A blatant contradiction like this happens with every one of the paragraph long story prompts I use to test LLMs with, and in every case because it's stubbornly sticking to pre-packaged story telling elements like suspense and happy endings. I know that this doesn't have to be the case because other LLMs are smart enough to avoid these contradictions (e.g. the door suddenly opened vs first hearing footsteps coming down the hall). And it's not like it can't comprehend the prompt because when I ask why hearing foot steps coming up the hall precludes getting caught it can explain why, then it will tell the story again while making the correction.

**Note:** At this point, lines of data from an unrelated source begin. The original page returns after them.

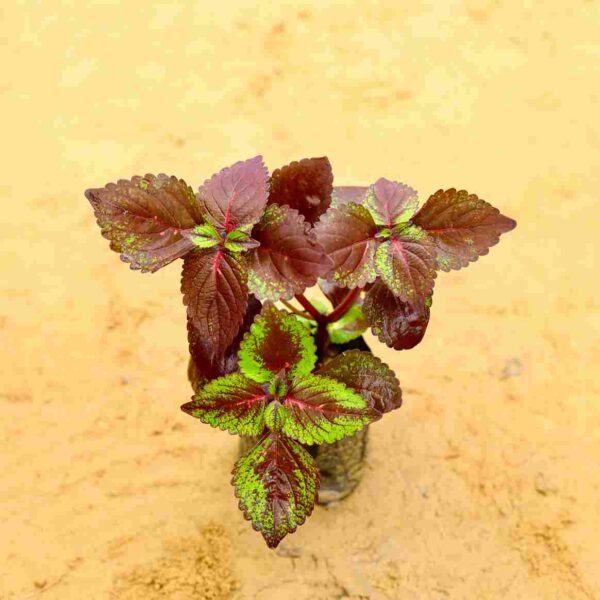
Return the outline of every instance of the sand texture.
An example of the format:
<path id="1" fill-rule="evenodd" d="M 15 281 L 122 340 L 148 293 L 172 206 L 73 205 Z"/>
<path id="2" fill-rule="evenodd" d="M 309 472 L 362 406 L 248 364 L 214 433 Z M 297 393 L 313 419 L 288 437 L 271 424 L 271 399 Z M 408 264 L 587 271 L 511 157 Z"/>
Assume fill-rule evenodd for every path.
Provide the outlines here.
<path id="1" fill-rule="evenodd" d="M 598 1 L 0 9 L 2 600 L 599 600 Z M 275 551 L 237 439 L 179 410 L 180 264 L 131 272 L 83 190 L 328 155 L 518 221 L 437 279 L 360 488 Z"/>

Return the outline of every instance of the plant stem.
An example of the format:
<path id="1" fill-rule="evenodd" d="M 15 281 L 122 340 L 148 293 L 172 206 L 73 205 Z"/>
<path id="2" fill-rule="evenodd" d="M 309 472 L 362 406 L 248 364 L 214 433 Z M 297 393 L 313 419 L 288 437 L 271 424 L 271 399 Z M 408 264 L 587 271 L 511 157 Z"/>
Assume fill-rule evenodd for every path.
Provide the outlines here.
<path id="1" fill-rule="evenodd" d="M 306 298 L 304 294 L 298 294 L 296 300 L 300 302 L 302 308 L 306 309 L 306 312 L 317 322 L 320 323 L 325 319 L 325 315 L 322 315 Z"/>
<path id="2" fill-rule="evenodd" d="M 329 348 L 329 330 L 327 329 L 327 321 L 324 319 L 317 322 L 315 344 L 317 346 L 317 363 L 322 365 Z"/>
<path id="3" fill-rule="evenodd" d="M 281 304 L 283 304 L 290 312 L 294 313 L 295 315 L 298 315 L 299 317 L 304 317 L 305 319 L 312 318 L 307 312 L 298 310 L 293 304 L 291 304 L 287 300 L 282 300 Z"/>
<path id="4" fill-rule="evenodd" d="M 327 315 L 327 322 L 334 323 L 335 321 L 341 319 L 352 308 L 360 296 L 361 291 L 362 288 L 354 288 L 353 290 L 350 290 L 344 296 L 342 301 L 333 309 L 333 311 Z"/>

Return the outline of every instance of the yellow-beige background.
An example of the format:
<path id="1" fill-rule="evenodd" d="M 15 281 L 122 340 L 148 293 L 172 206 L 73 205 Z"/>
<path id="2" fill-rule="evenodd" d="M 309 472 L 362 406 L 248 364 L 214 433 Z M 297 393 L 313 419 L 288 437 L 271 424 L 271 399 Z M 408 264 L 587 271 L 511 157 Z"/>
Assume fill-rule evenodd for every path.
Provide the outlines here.
<path id="1" fill-rule="evenodd" d="M 3 3 L 0 598 L 600 598 L 599 8 Z M 276 552 L 179 410 L 178 265 L 130 272 L 83 197 L 259 153 L 518 221 L 418 348 L 374 343 L 405 405 Z"/>

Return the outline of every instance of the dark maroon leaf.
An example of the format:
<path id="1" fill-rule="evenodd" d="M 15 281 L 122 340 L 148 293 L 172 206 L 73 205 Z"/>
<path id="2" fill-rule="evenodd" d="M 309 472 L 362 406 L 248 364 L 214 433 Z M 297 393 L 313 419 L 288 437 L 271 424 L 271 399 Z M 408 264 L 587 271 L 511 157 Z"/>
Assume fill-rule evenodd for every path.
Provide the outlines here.
<path id="1" fill-rule="evenodd" d="M 111 249 L 142 272 L 157 271 L 194 248 L 182 233 L 203 222 L 192 189 L 164 174 L 122 179 L 85 196 Z"/>
<path id="2" fill-rule="evenodd" d="M 238 354 L 242 372 L 268 383 L 284 371 L 289 377 L 310 373 L 317 360 L 310 331 L 294 315 L 266 304 L 244 336 Z"/>
<path id="3" fill-rule="evenodd" d="M 364 205 L 377 225 L 393 227 L 413 216 L 419 200 L 411 187 L 382 177 L 369 188 Z"/>
<path id="4" fill-rule="evenodd" d="M 188 379 L 192 389 L 200 389 L 212 379 L 233 373 L 238 368 L 237 353 L 244 334 L 250 329 L 256 315 L 261 311 L 261 303 L 252 295 L 248 296 L 248 307 L 244 321 L 238 334 L 223 354 L 213 355 L 212 344 L 206 336 L 202 335 L 194 326 L 192 319 L 187 318 L 188 344 L 190 361 L 188 364 Z"/>
<path id="5" fill-rule="evenodd" d="M 429 299 L 421 306 L 404 302 L 377 281 L 367 292 L 363 313 L 373 333 L 394 350 L 414 348 L 425 335 L 429 323 Z"/>
<path id="6" fill-rule="evenodd" d="M 254 225 L 267 203 L 268 177 L 262 156 L 235 163 L 213 175 L 198 191 L 206 219 L 227 233 Z"/>
<path id="7" fill-rule="evenodd" d="M 394 372 L 370 352 L 343 352 L 325 363 L 316 374 L 342 382 L 380 413 L 402 405 L 402 391 Z"/>
<path id="8" fill-rule="evenodd" d="M 314 225 L 329 208 L 332 189 L 329 159 L 305 158 L 273 172 L 269 204 L 287 204 Z"/>
<path id="9" fill-rule="evenodd" d="M 272 432 L 237 461 L 231 483 L 244 517 L 276 548 L 312 513 L 319 470 L 299 443 Z"/>
<path id="10" fill-rule="evenodd" d="M 259 435 L 265 427 L 268 393 L 241 373 L 207 383 L 181 410 L 211 427 L 238 435 Z"/>
<path id="11" fill-rule="evenodd" d="M 288 300 L 331 268 L 304 217 L 288 206 L 268 206 L 252 237 L 260 247 L 248 255 L 248 284 L 261 300 Z"/>
<path id="12" fill-rule="evenodd" d="M 416 225 L 401 225 L 377 248 L 377 274 L 404 302 L 423 304 L 436 277 L 435 246 Z"/>
<path id="13" fill-rule="evenodd" d="M 435 241 L 437 264 L 442 271 L 466 267 L 487 254 L 501 234 L 517 225 L 475 194 L 454 188 L 433 194 L 413 223 Z"/>
<path id="14" fill-rule="evenodd" d="M 195 250 L 183 261 L 183 303 L 199 334 L 210 340 L 211 357 L 225 352 L 244 318 L 248 287 L 241 261 L 222 248 Z"/>
<path id="15" fill-rule="evenodd" d="M 319 288 L 325 294 L 331 305 L 335 308 L 350 291 L 347 287 L 337 285 L 327 279 L 319 279 Z"/>
<path id="16" fill-rule="evenodd" d="M 315 226 L 317 240 L 333 260 L 327 279 L 348 288 L 363 287 L 377 276 L 377 226 L 364 206 L 330 208 Z"/>

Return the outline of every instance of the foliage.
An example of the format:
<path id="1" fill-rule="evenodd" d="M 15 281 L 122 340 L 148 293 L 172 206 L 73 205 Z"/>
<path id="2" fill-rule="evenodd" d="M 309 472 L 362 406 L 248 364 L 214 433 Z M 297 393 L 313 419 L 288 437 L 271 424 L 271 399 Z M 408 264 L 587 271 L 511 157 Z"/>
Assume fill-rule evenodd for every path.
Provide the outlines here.
<path id="1" fill-rule="evenodd" d="M 85 195 L 132 269 L 153 273 L 182 259 L 194 389 L 182 409 L 256 437 L 232 484 L 270 547 L 317 501 L 308 448 L 402 404 L 389 367 L 343 345 L 368 327 L 396 350 L 420 343 L 438 271 L 468 266 L 516 225 L 464 190 L 438 190 L 419 209 L 417 192 L 396 181 L 334 187 L 325 157 L 269 177 L 257 156 L 196 193 L 177 177 L 148 174 Z M 304 296 L 317 283 L 331 310 Z"/>

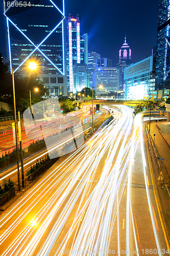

In short, prompting Zephyr Beta to tell a story turns into a battle against the pre-package story telling elements. Other than this, Zephyr Beta is great and did far better during my testing than Zephyr Alpha, which has the same story telling stubbornness, resulting in blatant contradictions not even human toddlers would make when following the prompted instructions.